Many couples hope that an operation will finally solve their problem and result in a pregnancy. However, in most cases this is not the case. Nevertheless, these surgical interventions for fertility disorders have a high diagnostic value.
A laparoscopy is a surgical procedure performed under general anaesthesia to examine the abdomen. The outside of the uterus, fallopian tubes and ovaries can be examined. During the laparoscopy, endometriosis cysts or foci, or adhesions of the fallopian tubes, ovarian cysts, uterine fibroids can be removed or treated. Above all, the patency of the fallopian tubes can be checked by injecting blue fluid into the uterine cavity and the surgeon checking whether it is flowing through the fallopian tubes into the abdominal cavity.

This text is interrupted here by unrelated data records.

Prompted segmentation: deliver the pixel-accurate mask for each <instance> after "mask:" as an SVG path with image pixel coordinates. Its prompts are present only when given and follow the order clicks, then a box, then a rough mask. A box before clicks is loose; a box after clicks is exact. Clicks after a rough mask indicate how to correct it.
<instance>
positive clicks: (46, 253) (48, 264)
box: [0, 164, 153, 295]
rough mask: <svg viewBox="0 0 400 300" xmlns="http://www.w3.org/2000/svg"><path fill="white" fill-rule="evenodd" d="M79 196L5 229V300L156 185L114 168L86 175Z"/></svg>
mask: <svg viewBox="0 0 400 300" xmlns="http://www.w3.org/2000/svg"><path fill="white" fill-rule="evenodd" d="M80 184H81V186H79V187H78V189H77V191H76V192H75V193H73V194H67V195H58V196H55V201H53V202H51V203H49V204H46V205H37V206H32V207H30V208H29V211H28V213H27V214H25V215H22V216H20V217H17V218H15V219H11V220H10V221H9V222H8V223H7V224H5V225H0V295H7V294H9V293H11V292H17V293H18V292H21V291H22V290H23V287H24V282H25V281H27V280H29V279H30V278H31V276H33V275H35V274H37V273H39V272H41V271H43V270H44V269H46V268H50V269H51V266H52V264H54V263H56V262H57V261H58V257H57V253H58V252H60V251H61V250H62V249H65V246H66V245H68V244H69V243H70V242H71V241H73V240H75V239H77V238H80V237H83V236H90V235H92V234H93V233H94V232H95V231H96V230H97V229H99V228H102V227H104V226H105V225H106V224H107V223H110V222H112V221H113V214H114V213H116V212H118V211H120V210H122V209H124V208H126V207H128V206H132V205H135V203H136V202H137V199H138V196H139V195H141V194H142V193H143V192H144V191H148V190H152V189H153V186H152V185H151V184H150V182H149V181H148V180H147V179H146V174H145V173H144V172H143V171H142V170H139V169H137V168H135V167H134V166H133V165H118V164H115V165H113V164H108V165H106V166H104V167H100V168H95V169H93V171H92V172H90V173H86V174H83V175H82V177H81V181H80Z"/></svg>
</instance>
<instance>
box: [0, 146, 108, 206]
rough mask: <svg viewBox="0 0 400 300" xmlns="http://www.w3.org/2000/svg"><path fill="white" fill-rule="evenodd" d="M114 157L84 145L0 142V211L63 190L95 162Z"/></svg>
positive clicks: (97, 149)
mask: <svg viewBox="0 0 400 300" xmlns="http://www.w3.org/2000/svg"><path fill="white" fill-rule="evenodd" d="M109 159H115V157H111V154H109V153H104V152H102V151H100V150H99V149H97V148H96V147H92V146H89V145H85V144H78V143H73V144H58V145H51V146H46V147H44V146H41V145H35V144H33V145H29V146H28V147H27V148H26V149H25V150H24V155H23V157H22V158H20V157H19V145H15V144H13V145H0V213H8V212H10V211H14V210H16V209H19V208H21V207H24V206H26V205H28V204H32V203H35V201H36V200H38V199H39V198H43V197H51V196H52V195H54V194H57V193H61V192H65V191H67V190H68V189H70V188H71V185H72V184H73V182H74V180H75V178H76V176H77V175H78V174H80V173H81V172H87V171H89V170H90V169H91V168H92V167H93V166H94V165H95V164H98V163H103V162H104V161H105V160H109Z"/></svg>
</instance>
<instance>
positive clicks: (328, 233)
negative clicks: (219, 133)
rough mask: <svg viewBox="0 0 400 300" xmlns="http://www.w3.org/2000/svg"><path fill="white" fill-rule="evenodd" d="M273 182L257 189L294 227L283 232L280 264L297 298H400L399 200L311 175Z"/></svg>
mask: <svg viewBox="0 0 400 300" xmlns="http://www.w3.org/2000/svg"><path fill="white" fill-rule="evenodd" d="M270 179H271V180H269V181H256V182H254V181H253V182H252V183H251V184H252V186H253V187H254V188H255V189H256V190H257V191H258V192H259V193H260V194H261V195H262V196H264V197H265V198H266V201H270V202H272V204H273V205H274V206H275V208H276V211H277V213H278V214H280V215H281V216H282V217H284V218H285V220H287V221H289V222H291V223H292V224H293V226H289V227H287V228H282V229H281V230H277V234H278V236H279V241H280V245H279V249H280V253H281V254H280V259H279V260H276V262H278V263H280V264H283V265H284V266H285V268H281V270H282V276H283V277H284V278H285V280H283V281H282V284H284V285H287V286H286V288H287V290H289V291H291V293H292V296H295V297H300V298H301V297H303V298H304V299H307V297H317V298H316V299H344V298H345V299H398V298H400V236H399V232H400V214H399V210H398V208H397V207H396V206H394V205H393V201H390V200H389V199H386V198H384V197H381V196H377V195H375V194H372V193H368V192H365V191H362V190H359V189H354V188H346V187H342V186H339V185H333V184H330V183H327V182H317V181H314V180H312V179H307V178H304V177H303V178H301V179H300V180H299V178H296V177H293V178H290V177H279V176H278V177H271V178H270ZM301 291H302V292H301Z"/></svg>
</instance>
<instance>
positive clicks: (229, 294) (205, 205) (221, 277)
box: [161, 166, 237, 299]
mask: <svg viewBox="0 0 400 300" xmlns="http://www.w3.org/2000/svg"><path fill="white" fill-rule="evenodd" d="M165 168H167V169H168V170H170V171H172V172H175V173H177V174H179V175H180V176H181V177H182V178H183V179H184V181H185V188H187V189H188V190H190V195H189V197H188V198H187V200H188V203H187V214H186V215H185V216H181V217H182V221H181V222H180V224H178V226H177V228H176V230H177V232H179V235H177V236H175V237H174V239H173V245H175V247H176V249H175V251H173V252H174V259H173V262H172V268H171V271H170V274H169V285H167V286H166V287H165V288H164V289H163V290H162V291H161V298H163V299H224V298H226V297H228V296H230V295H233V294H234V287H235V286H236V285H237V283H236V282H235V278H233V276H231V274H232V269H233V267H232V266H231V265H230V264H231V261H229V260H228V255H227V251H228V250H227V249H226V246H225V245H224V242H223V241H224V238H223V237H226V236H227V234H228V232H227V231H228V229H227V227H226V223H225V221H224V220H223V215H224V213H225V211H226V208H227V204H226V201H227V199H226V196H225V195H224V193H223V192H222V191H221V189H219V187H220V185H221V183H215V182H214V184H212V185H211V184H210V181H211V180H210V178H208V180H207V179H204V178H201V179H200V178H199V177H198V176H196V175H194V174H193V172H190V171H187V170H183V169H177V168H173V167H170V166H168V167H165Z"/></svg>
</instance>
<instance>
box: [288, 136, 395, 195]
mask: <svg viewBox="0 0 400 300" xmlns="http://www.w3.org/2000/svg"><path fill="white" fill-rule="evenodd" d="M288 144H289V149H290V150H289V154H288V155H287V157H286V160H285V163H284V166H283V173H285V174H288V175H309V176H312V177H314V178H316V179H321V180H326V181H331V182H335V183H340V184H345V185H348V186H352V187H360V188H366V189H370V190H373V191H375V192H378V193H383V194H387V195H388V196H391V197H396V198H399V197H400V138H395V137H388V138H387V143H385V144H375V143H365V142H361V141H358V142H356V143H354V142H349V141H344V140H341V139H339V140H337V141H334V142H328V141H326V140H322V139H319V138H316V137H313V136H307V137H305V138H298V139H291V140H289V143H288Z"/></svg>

The laparoscope (a thin instrument containing a camera) is inserted through a small incision just below the navel. In order to see the organs better, the abdomen is ‘inflated’ with a little carbon dioxide gas. The doctor can then get an overview and assess the organs that are now visible. In many cases, recordings are made during the examination. Should any treatment be necessary, one or two further incisions are made in order to insert surgical instruments. As with any surgery there is a risk of complications, such as bleeding, infection, injury or problems with the anaesthesia.
A hysteroscopy is not only an important diagnostic method, it can also be used to treat certain cases of infertility. It enables the doctor to examine the inside of a woman’s uterus. For example myomas, changes in the mucous membrane, adhesions inside the uterus, malformations and tumours can be detected and, if necessary, treated immediately.
Here, a tubular instrument equipped with a light source – the hysteroscope – is inserted through the vagina and cervix into the uterus. Once the hysteroscope is inside the uterus, gas or liquid is introduced through the instrument to separate the walls of the uterus; this makes it easier for the doctor to examine the uterine cavity. Surgical hysteroscopy uses a larger hysteroscope (as opposed to a diagnostic hysteroscopy) so that surgical instruments can be placed in the uterine cavity via the hysteroscope. A diagnostic hysteroscopy can be done on an outpatient basis. However, a short general anaesthetic is required for the surgical procedure. As with any surgical procedure there is a risk of complications, such as injury to the uterus or infection.
Varicoceles surgery: Large varicoceles (varicose veins in the scrotum) could potentially reduce a man’s fertility. Surgical treatment usually involves making a small incision into the groin area under general anaesthetic and tying off the affected testicular vein. Complications can include bruising and inflammation of the epididymis. A recurring varicocele can also occur.
There is also a possibility of destroying or sticking together the affected testicular vein. A certain active ingredient is introduced into the enlarged testicular vein through a small incision in the scrotum with the help of a thin tube.